Adobe's Flash has been the target of renewed criticism in the wake of Apple's iPad launch, with Apple CEO Steve Jobs reportedly telling employees last week that Flash is "so buggy" and that the world is moving to HTML5.
On Tuesday, Adobe CTO Kevin Lynch fired back, claiming that Flash is plenty capable of running on the iPhone and suggesting that Apple hasn't shown interest in supporting the technology.
As evidence of Flash's versatility, Lynch noted that Adobe's impending release of Flash Player 10.1 will run on smartphones from every major manufacturer except for Apple, as well as on tablets, netbooks and internet-connected TVs. Lynch also pointed to Flash-based standalone apps that are currently being sold on Apple's App Store as proof of Flash's ability to run on both the iPhone and iPad.
"We are ready to enable Flash in the browser on these devices if and when Apple chooses to allow that for its users, but to date we have not had the required cooperation from Apple to make this happen," Lynch wrote in a blog post.
It's no secret that Jobs isn't a fan of Flash.

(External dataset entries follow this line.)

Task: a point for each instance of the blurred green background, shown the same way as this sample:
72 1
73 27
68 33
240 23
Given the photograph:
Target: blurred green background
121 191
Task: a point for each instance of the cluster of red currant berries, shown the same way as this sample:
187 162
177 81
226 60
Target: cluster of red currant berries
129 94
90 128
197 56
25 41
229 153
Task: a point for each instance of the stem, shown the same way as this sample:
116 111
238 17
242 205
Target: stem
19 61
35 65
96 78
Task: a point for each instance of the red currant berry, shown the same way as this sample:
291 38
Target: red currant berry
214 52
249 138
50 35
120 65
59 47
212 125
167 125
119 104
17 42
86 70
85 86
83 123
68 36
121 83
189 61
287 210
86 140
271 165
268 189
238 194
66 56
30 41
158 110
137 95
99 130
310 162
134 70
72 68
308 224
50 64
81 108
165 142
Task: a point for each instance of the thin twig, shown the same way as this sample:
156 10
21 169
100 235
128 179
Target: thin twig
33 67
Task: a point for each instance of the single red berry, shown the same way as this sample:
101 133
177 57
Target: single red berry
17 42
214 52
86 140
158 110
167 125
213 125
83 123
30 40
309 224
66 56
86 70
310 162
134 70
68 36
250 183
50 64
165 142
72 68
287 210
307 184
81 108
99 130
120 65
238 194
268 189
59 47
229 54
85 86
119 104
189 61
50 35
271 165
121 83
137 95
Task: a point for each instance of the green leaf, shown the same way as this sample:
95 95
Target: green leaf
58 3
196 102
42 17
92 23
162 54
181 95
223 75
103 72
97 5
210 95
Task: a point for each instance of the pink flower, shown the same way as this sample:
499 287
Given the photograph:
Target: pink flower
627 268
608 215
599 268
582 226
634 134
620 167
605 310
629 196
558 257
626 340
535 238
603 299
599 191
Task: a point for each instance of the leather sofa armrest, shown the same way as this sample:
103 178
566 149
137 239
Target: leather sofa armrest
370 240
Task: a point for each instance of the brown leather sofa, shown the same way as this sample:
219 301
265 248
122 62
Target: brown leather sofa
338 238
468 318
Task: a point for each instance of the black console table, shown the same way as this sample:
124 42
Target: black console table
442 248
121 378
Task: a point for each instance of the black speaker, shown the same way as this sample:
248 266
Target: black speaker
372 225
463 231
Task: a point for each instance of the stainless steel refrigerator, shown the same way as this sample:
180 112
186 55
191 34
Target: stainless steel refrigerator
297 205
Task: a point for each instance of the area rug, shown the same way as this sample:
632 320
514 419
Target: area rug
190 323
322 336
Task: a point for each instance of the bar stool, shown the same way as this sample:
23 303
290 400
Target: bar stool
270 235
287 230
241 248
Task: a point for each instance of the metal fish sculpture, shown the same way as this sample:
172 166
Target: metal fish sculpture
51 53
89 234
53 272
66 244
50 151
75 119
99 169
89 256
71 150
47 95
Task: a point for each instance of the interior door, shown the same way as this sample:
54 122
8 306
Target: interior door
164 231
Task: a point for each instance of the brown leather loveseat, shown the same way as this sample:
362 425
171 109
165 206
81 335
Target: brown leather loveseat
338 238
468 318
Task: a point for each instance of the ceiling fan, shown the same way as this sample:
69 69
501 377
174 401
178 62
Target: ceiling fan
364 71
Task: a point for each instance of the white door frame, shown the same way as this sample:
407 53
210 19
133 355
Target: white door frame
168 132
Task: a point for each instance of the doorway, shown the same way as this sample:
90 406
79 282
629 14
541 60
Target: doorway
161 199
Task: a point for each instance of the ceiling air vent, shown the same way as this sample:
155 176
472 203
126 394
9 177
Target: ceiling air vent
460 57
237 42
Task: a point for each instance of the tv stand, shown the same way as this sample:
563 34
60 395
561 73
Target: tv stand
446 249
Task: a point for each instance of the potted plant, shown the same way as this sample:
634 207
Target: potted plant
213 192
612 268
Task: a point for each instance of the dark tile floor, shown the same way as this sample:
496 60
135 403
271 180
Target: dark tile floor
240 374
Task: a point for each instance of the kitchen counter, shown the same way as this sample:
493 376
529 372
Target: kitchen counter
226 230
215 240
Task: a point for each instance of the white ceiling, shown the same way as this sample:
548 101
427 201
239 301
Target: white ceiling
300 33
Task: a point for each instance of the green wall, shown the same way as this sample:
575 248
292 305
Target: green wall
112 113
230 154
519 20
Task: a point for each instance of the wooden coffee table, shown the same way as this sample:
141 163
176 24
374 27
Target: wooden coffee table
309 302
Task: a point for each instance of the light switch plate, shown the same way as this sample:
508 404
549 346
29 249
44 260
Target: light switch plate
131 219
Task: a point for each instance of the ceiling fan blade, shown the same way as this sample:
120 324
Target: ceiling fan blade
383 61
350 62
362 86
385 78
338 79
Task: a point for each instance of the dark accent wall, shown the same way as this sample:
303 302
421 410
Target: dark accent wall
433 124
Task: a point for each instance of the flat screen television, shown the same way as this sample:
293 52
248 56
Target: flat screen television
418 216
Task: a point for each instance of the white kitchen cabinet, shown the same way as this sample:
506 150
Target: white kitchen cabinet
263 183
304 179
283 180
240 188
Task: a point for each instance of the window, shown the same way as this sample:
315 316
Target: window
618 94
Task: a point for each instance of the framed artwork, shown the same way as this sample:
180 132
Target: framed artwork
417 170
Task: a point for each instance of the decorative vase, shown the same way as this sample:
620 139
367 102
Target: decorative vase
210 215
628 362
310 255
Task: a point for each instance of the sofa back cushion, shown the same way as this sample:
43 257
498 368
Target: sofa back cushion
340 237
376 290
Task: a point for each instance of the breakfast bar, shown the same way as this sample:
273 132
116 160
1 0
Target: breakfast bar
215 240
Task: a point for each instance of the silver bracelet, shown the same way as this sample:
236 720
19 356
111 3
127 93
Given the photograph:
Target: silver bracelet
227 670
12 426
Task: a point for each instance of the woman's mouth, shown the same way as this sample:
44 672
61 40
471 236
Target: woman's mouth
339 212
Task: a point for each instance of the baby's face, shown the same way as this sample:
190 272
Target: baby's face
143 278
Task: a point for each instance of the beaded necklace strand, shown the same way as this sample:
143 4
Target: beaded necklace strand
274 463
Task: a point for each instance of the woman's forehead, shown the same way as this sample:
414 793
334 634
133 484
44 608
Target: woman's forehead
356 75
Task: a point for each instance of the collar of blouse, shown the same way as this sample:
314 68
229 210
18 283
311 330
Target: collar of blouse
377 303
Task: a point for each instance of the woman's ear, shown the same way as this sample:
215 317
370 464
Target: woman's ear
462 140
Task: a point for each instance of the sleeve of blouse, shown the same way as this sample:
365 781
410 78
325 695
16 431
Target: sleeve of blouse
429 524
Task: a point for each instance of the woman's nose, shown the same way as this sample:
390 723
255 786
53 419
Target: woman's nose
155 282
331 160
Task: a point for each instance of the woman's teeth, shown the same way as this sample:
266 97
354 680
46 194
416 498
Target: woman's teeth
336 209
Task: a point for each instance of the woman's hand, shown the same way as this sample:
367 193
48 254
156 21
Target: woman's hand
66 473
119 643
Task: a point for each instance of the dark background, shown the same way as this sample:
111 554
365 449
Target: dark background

In a town hall meeting with employees last week, Jobs reportedly described Adobe as "lazy" and said Flash is a primary reason for Mac crashes. Jobs also suggested that the arrival of the open standard HTML5 will render Flash irrelevant.
Lynch disputed this in his blog post and raised the specter of chilling HTML5 related implications. "Even in the case of video, where Flash is enabling over 75% of video on the Web today, the coming HTML video implementations cannot agree on a common format across browsers, so users and content creators would be thrown back to the dark ages of video on the Web with incompatibility issues," Lynch wrote.
The iPhone's lack of Flash support was one of the first complaints that came flooding in after its launch, and in March 2008 Jobs explained that the PC version of Flash ran too slowly on the device, while the mobile version, Flash Lite, wasn't powerful enough.
Since last November, iPhone users who visit Adobe's Flash Player Download Center have been greeted with the message: "Apple restricts use of technologies required by products like Flash Player. Until Apple eliminates these restrictions, Adobe cannot provide Flash Player for the iPhone or iPod Touch."